En 1970, le roboticien japonais Masahiro Mori a appelé la « vallée étrange » la réponse émotionnelle négative qu'une personne éprouve lorsqu'elle rencontre un objet ou un être humanoïde qui est presque, mais pas tout à fait, réaliste. À mesure que les robots humanoïdes ressemblent davantage à des humains en termes d’apparence et de comportement, ils suscitent généralement une plus grande empathie et une plus grande acceptation de la part des gens. Cependant, il existe un point où la ressemblance est suffisamment proche de la réalité pour être familière, mais avec quelques détails ou caractéristiques subtils qui révèlent une imposture presque parfaite. À ce moment-là, nous ressentons un sentiment de malaise et de répulsion envers la machine, et l’empathie s’atténue. Il n’y a rien de plus ennuyeux que quelque chose qui ressemble beaucoup à une personne, sans en être une . Le légèrement faux génère généralement beaucoup d’inconfort.

La « vallée étrange » de Mori se mesure à l'aune de l'imitation parfaite. Et si un robot traversait l’autre côté de ce bâton ? Une imitation d’intelligence peut-elle être plus intelligente , et encore plus humaine, que les humains qui l’ont créée ? Nous avons fabriqué des microscopes et des télescopes qui nous permettent de voir ce que l'œil ne peut pas voir, ainsi que des machines qui volent plus haut et plus loin que n'importe quel oiseau. Qu’arrivera-t-il à l’intelligence artificielle lorsqu’elle atteindra des domaines que notre esprit est incapable d’atteindre et peut-être même de concevoir ? L'intelligence est le trait le plus précieux que nous possédons, la fierté de notre espèce . Si nous envoyions dans l’espace une arche contenant des créations humaines, nous n’enverrions pas notre abondante sueur pour maintenir la régulation thermique, ni les dissections des genoux et des coudes pour montrer la polyvalence articulatoire d’un membre. Il y aurait des chansons, des poèmes, des lettres, des peintures . Bref, différentes expressions de l'intelligence et de la culture.
Pour cette raison, personne n’est offensé qu’une voiture soit plus rapide que nous, mais nous craignons qu’une machine pense mieux . Parce qu’elle touche notre fibre la plus intime. Que ressentirions-nous, en fin de compte, s’il existait une espèce d’entités artificielles bien plus intelligentes que nous ?

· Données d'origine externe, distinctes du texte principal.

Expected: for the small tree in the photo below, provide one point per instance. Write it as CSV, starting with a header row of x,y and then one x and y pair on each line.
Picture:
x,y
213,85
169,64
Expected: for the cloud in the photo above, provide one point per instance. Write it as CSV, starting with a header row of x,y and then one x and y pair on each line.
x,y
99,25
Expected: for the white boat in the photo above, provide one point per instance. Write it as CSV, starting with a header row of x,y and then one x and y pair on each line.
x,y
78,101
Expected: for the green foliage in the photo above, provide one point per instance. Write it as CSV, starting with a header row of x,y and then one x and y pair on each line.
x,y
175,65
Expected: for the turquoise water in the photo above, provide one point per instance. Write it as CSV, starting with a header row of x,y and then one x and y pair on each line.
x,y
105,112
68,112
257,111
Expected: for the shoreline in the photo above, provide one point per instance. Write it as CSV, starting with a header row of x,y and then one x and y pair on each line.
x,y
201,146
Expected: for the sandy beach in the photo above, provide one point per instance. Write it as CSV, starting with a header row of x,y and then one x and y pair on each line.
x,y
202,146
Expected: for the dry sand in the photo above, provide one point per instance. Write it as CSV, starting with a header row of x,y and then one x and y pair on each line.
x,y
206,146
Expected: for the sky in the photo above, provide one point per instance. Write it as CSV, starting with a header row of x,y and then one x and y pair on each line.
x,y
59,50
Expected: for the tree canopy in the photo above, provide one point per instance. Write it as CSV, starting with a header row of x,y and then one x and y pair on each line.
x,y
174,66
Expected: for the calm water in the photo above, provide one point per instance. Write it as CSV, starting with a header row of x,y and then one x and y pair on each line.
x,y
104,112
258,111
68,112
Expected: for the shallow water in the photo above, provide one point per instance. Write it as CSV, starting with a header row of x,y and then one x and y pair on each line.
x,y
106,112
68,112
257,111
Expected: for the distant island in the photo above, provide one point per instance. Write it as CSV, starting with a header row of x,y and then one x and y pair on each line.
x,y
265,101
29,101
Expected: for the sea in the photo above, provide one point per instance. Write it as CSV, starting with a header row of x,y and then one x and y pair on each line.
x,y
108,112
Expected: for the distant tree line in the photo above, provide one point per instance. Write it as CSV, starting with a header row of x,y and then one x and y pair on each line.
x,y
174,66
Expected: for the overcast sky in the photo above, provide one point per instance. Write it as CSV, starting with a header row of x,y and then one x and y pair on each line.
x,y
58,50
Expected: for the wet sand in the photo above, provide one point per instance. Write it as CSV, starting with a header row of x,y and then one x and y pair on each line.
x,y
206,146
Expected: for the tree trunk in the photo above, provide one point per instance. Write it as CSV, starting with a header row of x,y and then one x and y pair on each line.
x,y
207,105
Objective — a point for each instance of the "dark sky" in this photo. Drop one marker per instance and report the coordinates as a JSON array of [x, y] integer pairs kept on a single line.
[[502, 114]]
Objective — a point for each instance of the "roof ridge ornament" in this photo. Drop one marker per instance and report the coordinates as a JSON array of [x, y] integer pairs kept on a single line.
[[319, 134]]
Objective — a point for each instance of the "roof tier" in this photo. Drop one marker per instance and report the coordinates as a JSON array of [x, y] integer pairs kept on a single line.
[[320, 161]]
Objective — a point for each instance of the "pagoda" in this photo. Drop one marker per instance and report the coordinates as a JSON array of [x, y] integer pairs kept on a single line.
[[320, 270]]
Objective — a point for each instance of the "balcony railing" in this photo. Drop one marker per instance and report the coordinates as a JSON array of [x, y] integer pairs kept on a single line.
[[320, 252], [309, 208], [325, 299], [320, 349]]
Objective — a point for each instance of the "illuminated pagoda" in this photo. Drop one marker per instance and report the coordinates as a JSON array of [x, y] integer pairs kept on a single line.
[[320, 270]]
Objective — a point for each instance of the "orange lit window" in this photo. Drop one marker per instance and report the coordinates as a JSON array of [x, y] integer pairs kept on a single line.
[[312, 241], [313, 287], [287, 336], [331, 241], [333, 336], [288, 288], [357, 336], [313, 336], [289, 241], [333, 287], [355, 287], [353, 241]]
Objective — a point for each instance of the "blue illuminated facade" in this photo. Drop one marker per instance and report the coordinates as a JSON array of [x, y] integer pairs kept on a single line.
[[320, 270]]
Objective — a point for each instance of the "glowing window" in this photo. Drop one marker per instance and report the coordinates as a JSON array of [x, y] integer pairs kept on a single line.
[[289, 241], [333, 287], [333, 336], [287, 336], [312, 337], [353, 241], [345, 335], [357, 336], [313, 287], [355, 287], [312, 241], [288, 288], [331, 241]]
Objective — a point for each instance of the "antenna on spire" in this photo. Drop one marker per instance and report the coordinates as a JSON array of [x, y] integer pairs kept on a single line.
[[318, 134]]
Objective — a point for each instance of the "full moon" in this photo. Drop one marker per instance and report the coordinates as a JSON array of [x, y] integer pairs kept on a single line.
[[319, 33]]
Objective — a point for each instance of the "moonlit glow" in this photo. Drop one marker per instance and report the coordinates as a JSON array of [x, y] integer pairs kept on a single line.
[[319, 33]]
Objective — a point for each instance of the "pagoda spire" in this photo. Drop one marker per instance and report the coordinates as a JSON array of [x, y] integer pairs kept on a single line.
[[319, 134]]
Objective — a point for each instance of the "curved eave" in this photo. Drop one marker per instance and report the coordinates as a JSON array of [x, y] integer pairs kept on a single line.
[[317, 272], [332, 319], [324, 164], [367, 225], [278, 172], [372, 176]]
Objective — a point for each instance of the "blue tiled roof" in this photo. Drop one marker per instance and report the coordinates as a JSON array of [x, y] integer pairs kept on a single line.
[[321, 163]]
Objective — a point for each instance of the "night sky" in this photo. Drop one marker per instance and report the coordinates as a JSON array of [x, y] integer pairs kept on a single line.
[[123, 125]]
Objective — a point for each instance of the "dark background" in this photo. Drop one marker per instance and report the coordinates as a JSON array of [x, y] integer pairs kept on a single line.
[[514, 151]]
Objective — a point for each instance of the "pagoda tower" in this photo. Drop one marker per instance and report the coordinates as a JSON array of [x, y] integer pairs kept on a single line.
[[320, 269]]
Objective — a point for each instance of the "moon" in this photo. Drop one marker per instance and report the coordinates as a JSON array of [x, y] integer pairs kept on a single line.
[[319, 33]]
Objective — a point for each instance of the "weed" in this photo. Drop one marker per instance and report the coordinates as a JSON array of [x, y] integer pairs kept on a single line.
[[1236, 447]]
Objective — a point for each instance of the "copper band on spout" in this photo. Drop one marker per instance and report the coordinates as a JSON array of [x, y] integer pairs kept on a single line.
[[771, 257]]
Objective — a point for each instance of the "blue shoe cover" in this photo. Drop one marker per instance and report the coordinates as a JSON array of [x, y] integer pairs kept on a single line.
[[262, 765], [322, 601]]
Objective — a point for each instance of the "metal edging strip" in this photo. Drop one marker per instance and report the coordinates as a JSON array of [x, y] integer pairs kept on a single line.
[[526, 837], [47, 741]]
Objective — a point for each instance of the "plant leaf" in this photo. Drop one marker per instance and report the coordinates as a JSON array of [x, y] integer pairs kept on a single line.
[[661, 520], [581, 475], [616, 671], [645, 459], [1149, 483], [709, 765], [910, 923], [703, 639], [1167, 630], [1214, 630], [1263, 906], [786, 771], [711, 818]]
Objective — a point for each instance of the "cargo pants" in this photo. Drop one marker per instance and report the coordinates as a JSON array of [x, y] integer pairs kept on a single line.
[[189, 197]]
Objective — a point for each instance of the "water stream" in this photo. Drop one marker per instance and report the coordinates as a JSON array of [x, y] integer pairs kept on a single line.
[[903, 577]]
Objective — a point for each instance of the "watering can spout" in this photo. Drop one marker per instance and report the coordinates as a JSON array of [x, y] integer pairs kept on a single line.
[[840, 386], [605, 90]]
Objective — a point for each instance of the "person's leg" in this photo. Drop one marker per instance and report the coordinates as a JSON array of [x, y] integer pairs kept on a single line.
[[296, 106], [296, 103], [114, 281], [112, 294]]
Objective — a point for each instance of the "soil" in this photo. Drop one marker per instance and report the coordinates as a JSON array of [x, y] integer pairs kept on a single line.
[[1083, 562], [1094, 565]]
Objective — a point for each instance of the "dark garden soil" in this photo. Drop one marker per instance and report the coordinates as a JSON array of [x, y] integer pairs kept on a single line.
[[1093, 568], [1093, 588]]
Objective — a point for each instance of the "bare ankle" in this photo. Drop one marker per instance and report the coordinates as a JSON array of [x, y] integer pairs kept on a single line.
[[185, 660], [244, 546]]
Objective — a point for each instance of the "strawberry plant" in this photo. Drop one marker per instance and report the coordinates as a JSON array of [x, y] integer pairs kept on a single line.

Une partie du ressentiment est évidente. Ils seront meilleurs dans cette qualité qui a fait de nous ce que nous sommes. Parce que, pour le meilleur et pour le pire, les bâtiments, les cathédrales, les imprimeries, les décharges, les guerres, les bombes, les lettres d'amour, les télescopes, les théorèmes et les cirques sont des exemples de nos créations. Nous ne sommes pas une espèce particulièrement rapide, forte ou résiliente. L'intelligence est l'outil avec lequel nous croyons gouverner le monde et imposer notre volonté aux autres créatures. Mais, comme le montre notre propre expérience, l’espèce la plus intelligente est celle qui fixe les règles . Nous ferions bien de nous demander et de spéculer sur ce qui pourrait arriver lorsqu'un jour quelqu'un ou quelque chose nous rattraperait, et c'est peut-être lui qui déciderait si nous sommes en liberté, en laisse ou en cage.